AyOK-Code / oscn_scraper

MIT License
1 stars 1 forks source link

Throw error if scraper returns a captcha form #21

Open sgelbart opened 2 years ago

sgelbart commented 2 years ago

Given that too many requests have been made to oscn and there is a captcha shown or invalid content shown When the scraper gets the html of the page raise a custom exception (so that the html is not saved or parsed).
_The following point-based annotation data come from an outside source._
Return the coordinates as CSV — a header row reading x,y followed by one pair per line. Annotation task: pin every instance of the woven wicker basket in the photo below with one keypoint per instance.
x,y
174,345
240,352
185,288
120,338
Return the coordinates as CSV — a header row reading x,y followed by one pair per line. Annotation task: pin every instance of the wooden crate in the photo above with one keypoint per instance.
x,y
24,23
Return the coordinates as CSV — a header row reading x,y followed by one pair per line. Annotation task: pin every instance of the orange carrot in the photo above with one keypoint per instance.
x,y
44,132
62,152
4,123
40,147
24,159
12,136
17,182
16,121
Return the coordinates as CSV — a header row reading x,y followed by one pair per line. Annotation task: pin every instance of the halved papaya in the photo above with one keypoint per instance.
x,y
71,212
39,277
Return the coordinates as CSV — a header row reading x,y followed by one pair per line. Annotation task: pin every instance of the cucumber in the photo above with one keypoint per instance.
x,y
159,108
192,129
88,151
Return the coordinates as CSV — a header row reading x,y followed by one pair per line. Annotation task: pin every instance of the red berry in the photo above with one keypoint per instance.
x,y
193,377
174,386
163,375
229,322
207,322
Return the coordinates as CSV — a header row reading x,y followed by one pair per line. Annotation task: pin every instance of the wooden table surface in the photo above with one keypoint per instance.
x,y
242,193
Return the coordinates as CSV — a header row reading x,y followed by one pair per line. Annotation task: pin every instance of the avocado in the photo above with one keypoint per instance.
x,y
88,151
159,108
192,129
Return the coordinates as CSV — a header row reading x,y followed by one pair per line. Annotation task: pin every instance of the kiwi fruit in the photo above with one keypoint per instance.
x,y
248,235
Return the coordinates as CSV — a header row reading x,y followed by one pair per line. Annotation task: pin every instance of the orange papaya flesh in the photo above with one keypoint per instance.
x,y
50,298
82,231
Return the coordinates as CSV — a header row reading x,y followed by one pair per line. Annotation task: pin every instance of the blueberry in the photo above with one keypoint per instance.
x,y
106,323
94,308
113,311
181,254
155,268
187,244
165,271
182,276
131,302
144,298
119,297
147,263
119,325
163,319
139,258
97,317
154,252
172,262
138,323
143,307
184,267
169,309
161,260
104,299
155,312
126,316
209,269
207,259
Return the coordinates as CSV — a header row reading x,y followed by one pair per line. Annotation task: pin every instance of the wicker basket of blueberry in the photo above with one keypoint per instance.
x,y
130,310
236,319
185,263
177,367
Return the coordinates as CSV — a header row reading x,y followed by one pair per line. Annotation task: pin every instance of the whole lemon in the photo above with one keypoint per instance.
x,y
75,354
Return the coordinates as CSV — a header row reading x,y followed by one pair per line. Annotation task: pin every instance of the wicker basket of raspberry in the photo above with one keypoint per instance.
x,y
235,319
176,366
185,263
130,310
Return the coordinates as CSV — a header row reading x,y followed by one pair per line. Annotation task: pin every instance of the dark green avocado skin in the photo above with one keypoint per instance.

You will need to update this project as well as the oscn project to complete end to end testing.

End to end testing:

  1. Ensure there is a lockout by hitting 15 or more pages within a minute (if you have already filled out the captcha it may take up to 1000 to trigger it again)
  2. Run a scraper in sidekiq
  3. Confirm that the job fails in sidekiq with the correct error message
  4. Confirm that the html is not saved to an html table

Notes:

sgelbart commented 2 years ago

Sample html


<html>
  <head>
    <meta name="viewport" content="width=device-width, minimum-scale=1, initial-scale=1">  
    <title>reCAPTCHA demo: Simple page</title>
    <script src="https://www.google.com/recaptcha/api.js" async defer></script> 
    <style>
        .form_container {
            padding-top: 2rem;
            width: 304px;
            text-align: center;
            margin: auto;
        }   
        .form_container input[type='submit'] {
            padding: 0.75rem;
            text-transform: uppercase;
        }
    </style>
  </head>
  <body>
    <div class="form_container">
    <form action="/recaptcha/recaptcha.aspx" method="POST">
      <div class="g-recaptcha" data-sitekey="6Ldu8X0UAAAAAMhAy59I5kHOnLqZ6xlCipROyOZE"></div>
      <br/>
      <input type="submit" value="Submit">
      <input type='hidden' id='source_uri' name='source_uri' value='L2RvY2tldHMvR2V0Q2FzZUluZm9ybWF0aW9uLmFzcHg/ZGI9dHVsc2EmbnVtYmVyPVRSLTIwMjItNzQzOQ=='>
      </script>
    </form>
    </div>
  </body>
</html>